For untruthful, misleading, or otherwise low-quality information to be impactful in the public sphere, it must reach a large number of different types of people. There are an untold number of absurd, outlandish, and bizarre claims made on social media every day. In isolation, this information is—at least from a broad social perspective—harmless. It is only when these claims reach and persuade significant numbers of people that they exert a meaningful impact on our social and political discourse. The most impactful countermedia claims are, as such, those that become so popular they are reported on, fact-checked, and analyzed by the mainstream press. Even though these topical claims (related to, for example, Pizzagate or COVID-19 vaccines or election integrity) may be labeled as incorrect, false, or misleading by the mainstream press, the mere fact that the information is being addressed by the news indicates that the issue has entered the public debate. In this way, the press can inadvertently serve as an agent of amplification.

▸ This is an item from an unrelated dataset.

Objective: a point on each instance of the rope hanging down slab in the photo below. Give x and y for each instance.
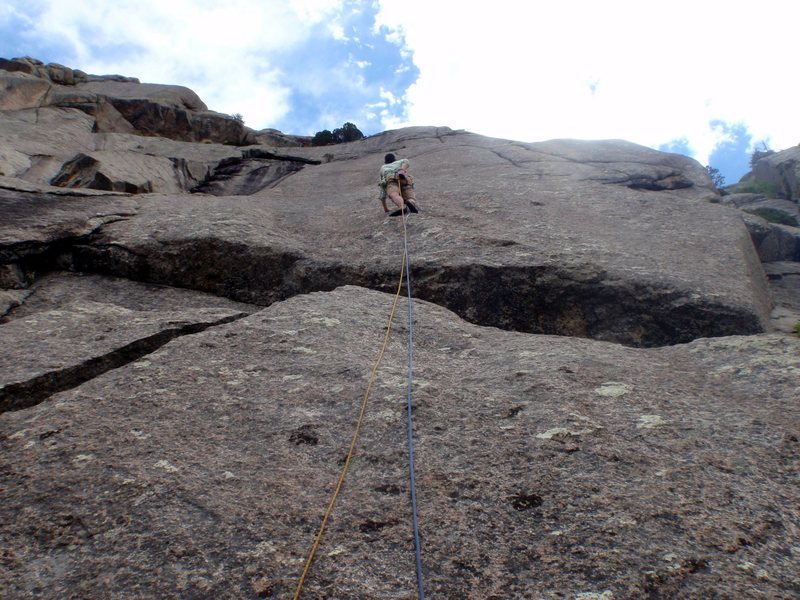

From a regulatory perspective, democratic governments have very few viable options when addressing false, misleading, and hyper-partisan claims online. The ability to speak one’s mind is a critical aspect of a free society. However, by recognizing that there exists a broad class of countermedia content providers that straightforwardly seek to inject low-quality and often hyper-partisan information into the public sphere, governments can scrutinize the fraudulent financial incentives that often sustain these entities. Media organizations, by recognizing that they are in competition with a class of bad faith content machines, can allocate reporting resources to the funders, tactics, and practices of these informational sources and also seek to be more selective when publicizing countermedia claims (even for the purposes of fact-checking). By acknowledging that there exists a broad group of content providers that primarily seek to undermine the mainstream press, social media platforms can make more responsible choices when it comes to algorithmically boosting countermedia sites.
When offering the above suggestions, I often get accused of acting as a sort of apologist for the mainstream media. I do not think the mainstream press is perfect or, itself, without need for reform. But baseline journalistic norms (however imperfectly realized) around objectivity, truth, verifiability, accountability, and transparency are critical for a stable and tolerant public sphere that prioritizes long-term public and democratic health. Countermedia producers have adopted none of these norms because, fundamentally, they represent movement towards a repressed, restricted, and, ultimately, undemocratic public organ.